Description des dossiers ouverts
Seule l’étude ontarienne de Ma, Fallon, Alaggia et al. (2019) nous informe sur les caractéristiques des dossiers ouverts en protection de la jeunesse pour les enfants issus des Premières Nations comparativement aux dossiers des enfants blancs. Les analyses de khi-carré ont illustré que les cas de négligence, les taux de placements, un historique familial en protection de la jeunesse et la judiciarisation étaient plus élevés pour les enfants issus des Premières Nations que pour les enfants blancs, dont le dossier était transféré pour recevoir des services post-évaluation. Ces analyses étant univariées, il n’est pas possible de savoir comment ces différentes variables peuvent interagir entre elles et lesquelles sont les plus reliées aux enfants issus des Premières Nations.

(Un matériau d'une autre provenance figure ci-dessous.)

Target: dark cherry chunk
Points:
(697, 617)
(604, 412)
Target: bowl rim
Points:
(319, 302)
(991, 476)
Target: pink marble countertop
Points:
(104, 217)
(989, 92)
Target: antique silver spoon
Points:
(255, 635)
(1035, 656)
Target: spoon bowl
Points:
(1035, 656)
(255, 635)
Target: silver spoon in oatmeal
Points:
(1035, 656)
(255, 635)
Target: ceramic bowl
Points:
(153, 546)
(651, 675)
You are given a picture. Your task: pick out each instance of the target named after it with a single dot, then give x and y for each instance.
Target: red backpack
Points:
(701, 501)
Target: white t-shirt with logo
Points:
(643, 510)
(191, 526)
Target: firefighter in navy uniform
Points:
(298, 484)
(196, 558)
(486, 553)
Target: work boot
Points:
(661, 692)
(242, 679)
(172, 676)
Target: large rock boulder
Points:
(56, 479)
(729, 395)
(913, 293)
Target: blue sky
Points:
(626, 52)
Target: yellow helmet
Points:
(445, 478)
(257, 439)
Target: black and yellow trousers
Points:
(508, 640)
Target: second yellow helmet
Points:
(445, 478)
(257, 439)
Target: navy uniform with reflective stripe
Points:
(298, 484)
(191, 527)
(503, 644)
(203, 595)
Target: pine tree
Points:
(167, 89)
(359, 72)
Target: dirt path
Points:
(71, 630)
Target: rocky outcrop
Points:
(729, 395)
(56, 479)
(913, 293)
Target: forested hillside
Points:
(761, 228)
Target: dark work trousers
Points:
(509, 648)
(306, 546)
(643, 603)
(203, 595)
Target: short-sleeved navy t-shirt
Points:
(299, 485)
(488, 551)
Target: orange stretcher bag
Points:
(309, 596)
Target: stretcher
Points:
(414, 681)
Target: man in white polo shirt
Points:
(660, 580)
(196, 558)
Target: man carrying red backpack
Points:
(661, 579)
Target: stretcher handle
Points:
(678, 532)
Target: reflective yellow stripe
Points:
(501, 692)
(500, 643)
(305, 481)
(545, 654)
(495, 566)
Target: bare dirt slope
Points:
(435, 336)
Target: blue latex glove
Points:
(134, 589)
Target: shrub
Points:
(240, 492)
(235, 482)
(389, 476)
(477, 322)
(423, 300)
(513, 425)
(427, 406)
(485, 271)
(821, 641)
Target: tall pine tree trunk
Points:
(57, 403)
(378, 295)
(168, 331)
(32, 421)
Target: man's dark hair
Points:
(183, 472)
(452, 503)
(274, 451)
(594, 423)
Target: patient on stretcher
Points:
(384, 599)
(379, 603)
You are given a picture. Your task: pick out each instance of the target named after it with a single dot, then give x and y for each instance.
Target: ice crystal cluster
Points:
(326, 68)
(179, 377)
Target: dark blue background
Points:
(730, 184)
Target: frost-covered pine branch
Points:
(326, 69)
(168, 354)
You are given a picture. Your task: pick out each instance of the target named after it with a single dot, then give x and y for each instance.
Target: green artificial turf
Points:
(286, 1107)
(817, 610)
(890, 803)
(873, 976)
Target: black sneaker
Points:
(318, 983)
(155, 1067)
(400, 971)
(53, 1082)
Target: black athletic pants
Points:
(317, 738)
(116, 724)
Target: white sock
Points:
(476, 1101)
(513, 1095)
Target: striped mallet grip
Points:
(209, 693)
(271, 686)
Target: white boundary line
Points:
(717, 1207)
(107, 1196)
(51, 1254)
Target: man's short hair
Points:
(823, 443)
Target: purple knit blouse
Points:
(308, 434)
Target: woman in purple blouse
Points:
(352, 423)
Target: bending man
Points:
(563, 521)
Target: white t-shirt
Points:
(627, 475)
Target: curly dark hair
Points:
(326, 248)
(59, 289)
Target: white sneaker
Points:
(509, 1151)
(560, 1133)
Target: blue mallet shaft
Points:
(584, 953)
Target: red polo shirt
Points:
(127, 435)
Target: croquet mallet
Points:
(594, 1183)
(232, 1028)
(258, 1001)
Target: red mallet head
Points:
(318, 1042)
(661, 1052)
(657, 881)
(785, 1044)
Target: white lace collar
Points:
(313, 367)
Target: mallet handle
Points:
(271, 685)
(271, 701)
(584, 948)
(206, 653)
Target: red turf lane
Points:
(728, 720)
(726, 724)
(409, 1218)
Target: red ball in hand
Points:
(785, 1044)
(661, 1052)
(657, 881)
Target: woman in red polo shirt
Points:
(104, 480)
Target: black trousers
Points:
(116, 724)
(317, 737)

Décision : fermeture d’un dossier
Des études se sont aussi penchées sur la décision de fermer un dossier en protection de la jeunesse. De façon générale, la recherche a abordé la fin des services sous l’angle de la fin d’un placement (par ex. retour à la maison, placement à majorité, etc.) et non sous l’axe des enfants desservis à domicile ou avec des épisodes de placement et de services à domicile. Si le manque de données longitudinales en protection de la jeunesse contribue à cette situation (Jonson-Reid et al., 2017; Trocmé, et al., 2019) et si les enjeux liés au placement sont grands, particulièrement pour les enfants autochtones, il est toutefois essentiel de mieux connaître les trajectoires vécues par tous les enfants desservis en protection de la jeunesse, peu importe la ou les modalités de services reçus.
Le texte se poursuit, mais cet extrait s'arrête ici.